His first plan was to enslave the people and force them to make bricks and build cities. Still, the Israelites grew in numbers. So the Egyptians increased their workload and beat them. In spite of this, the Hebrew population continued to grow.

Pharaoh thought of an idea of how to stop this. He told the midwives, “When you help an Israelite woman deliver a child, kill all the baby boys as soon as they are born. Only the baby girls are allowed to live.”

The midwives didn’t obey Pharaoh. Instead they feared God and allowed the boys to live as well as the girls. They told Pharaoh, “The Hebrew women are much stronger than Egyptian women. They deliver their own children before we get to them.” God blessed these women because they refused to kill the children.

The Israelite population continued to increase in number, so Pharaoh issued a new law for the nation. “Every Hebrew boy-child is to be thrown into the Nile River.”

During this time of persecution, a boy was born to one of the Hebrew families. His mother hid him for three months, but it became more difficult with each passing week.

Finally, she realized she needed to do something different. So she made a waterproof basket, put the child inside, and placed it in the Nile River among the reeds near the banks. The boy’s sister was Miriam. She hid nearby to see what would happen to her brother.
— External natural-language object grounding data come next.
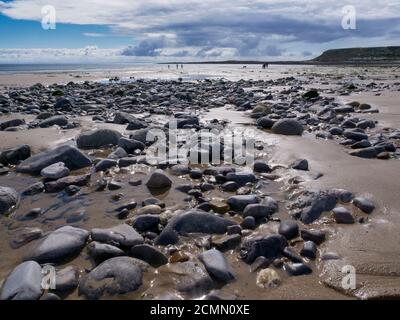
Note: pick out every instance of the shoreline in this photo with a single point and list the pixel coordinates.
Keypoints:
(369, 245)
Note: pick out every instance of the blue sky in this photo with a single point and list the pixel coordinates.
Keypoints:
(159, 30)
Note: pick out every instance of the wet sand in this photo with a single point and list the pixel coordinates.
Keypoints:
(373, 247)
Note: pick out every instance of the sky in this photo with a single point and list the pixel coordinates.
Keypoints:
(190, 30)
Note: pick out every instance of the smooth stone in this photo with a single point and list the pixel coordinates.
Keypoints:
(149, 254)
(9, 200)
(239, 203)
(268, 278)
(55, 171)
(297, 269)
(11, 123)
(34, 189)
(342, 195)
(248, 223)
(62, 183)
(23, 283)
(103, 251)
(367, 153)
(217, 265)
(60, 244)
(180, 169)
(261, 166)
(71, 156)
(54, 120)
(235, 229)
(114, 276)
(50, 296)
(336, 131)
(230, 186)
(265, 123)
(219, 206)
(118, 153)
(97, 138)
(342, 215)
(226, 242)
(67, 278)
(288, 127)
(354, 135)
(309, 250)
(149, 209)
(188, 277)
(131, 145)
(329, 256)
(365, 205)
(124, 118)
(317, 236)
(314, 203)
(269, 246)
(24, 236)
(105, 164)
(15, 155)
(158, 180)
(291, 255)
(121, 235)
(300, 164)
(260, 263)
(192, 221)
(361, 144)
(241, 178)
(289, 229)
(146, 222)
(265, 209)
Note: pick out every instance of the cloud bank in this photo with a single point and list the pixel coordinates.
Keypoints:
(223, 29)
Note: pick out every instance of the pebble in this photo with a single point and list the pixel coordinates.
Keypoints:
(55, 171)
(309, 250)
(217, 265)
(117, 275)
(268, 278)
(149, 254)
(9, 200)
(342, 215)
(122, 235)
(297, 269)
(364, 204)
(23, 283)
(289, 229)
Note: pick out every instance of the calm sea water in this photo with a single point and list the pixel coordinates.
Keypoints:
(21, 68)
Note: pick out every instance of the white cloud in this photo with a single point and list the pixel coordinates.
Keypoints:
(50, 55)
(223, 28)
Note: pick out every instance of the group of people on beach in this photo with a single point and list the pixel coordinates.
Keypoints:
(177, 66)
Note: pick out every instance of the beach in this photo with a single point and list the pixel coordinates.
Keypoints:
(317, 130)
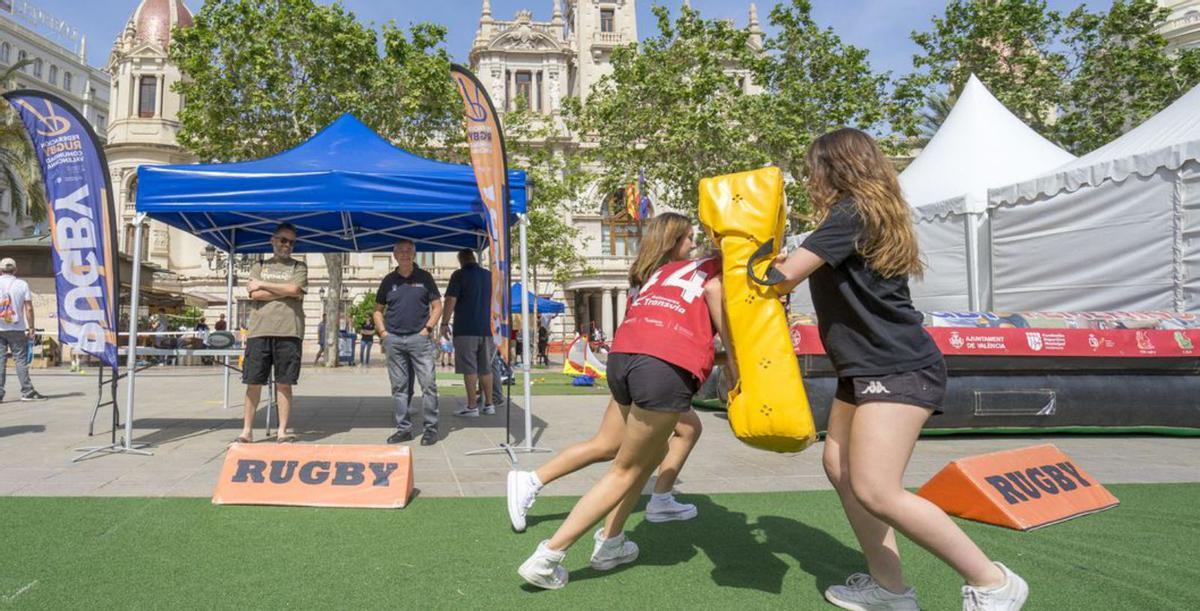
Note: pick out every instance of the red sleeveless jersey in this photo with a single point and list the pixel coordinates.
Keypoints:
(669, 318)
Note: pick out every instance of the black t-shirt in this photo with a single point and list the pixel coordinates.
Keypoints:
(867, 322)
(472, 288)
(406, 300)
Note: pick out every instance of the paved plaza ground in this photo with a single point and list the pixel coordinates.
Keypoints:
(179, 411)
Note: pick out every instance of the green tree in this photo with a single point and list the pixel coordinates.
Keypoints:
(263, 76)
(1011, 45)
(1120, 73)
(813, 83)
(1080, 79)
(19, 171)
(672, 109)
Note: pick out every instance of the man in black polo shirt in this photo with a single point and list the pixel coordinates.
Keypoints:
(407, 306)
(469, 303)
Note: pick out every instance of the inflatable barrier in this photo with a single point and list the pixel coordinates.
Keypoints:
(744, 216)
(581, 360)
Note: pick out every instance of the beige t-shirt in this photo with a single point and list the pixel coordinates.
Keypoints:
(279, 317)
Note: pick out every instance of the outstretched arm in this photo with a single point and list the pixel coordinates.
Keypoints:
(796, 268)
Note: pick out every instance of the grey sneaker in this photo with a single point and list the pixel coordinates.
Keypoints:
(1009, 597)
(522, 491)
(863, 593)
(669, 509)
(610, 553)
(545, 568)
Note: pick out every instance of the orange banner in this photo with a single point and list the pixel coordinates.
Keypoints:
(487, 159)
(316, 475)
(1021, 489)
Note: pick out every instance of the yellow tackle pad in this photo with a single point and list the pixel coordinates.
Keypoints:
(768, 407)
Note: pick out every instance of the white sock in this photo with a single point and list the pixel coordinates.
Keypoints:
(533, 478)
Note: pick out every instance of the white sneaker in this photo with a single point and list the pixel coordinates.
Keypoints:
(610, 553)
(665, 509)
(522, 492)
(1009, 597)
(545, 568)
(863, 593)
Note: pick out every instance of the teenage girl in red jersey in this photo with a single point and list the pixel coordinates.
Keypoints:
(523, 486)
(891, 376)
(660, 355)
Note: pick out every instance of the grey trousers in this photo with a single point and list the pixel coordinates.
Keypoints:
(412, 357)
(19, 343)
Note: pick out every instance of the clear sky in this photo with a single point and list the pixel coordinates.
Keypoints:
(880, 25)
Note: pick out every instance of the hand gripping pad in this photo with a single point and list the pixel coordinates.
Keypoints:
(768, 408)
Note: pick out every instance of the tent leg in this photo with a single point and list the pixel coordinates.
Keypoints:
(528, 448)
(225, 402)
(131, 363)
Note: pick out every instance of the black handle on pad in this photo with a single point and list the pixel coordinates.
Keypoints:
(773, 275)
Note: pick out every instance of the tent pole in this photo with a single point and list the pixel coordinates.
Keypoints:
(225, 403)
(522, 222)
(131, 359)
(972, 228)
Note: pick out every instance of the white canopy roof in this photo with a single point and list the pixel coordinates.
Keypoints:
(1169, 139)
(981, 145)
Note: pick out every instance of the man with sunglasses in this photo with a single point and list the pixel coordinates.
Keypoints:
(275, 329)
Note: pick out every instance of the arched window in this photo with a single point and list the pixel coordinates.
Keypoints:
(619, 233)
(131, 191)
(148, 95)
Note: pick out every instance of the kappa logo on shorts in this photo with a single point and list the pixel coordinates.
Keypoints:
(876, 388)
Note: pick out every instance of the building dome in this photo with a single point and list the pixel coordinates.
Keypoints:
(153, 21)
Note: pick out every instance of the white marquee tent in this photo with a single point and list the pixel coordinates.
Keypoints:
(979, 145)
(1115, 229)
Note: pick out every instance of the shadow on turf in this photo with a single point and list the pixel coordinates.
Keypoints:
(9, 431)
(744, 555)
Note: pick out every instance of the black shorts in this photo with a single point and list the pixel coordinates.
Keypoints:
(651, 383)
(263, 353)
(922, 388)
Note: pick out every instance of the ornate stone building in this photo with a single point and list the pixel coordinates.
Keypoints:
(143, 130)
(1182, 28)
(57, 70)
(540, 64)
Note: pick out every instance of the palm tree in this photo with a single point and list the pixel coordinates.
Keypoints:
(19, 172)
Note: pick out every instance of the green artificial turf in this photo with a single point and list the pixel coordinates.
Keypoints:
(744, 551)
(541, 383)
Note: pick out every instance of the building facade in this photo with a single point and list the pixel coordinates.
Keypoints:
(540, 64)
(57, 70)
(1182, 28)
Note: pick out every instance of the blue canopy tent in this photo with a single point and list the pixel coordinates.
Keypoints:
(545, 306)
(346, 190)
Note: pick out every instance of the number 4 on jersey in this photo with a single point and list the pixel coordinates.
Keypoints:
(688, 279)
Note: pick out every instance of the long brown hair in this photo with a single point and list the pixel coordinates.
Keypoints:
(847, 163)
(659, 240)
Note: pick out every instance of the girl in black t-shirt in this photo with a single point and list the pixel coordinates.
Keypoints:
(891, 375)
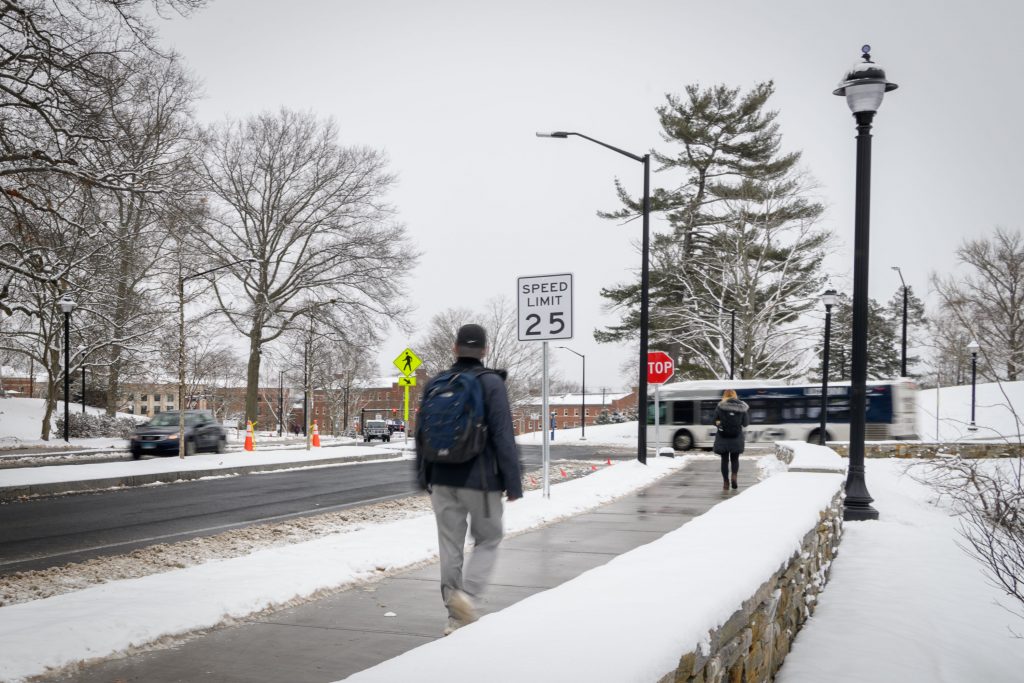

Soon Pharaoh’s daughter came down to the river to take a bath. She saw the basket floating among the reeds and sent her servants to get it. When she opened the basket, the baby started to cry and she felt sorry for it. She said, “This must be one of the Hebrew children.”

Miriam came out of her hiding place and spoke up. “Do you want me to go find a Hebrew mother who can nurse this child?”

“Yes. I’d like that. Go get a nursing mother.” So the girl went and got her own mother—the baby’s mother. Pharaoh’s daughter said to her, “Nurse this child for me and I’ll pay you.”

When the boy was old enough, his mother brought him back to Pharaoh’s daughter and the boy became her son. She called him Moses (which means “pulled out”) saying, “I pulled him out of the water.”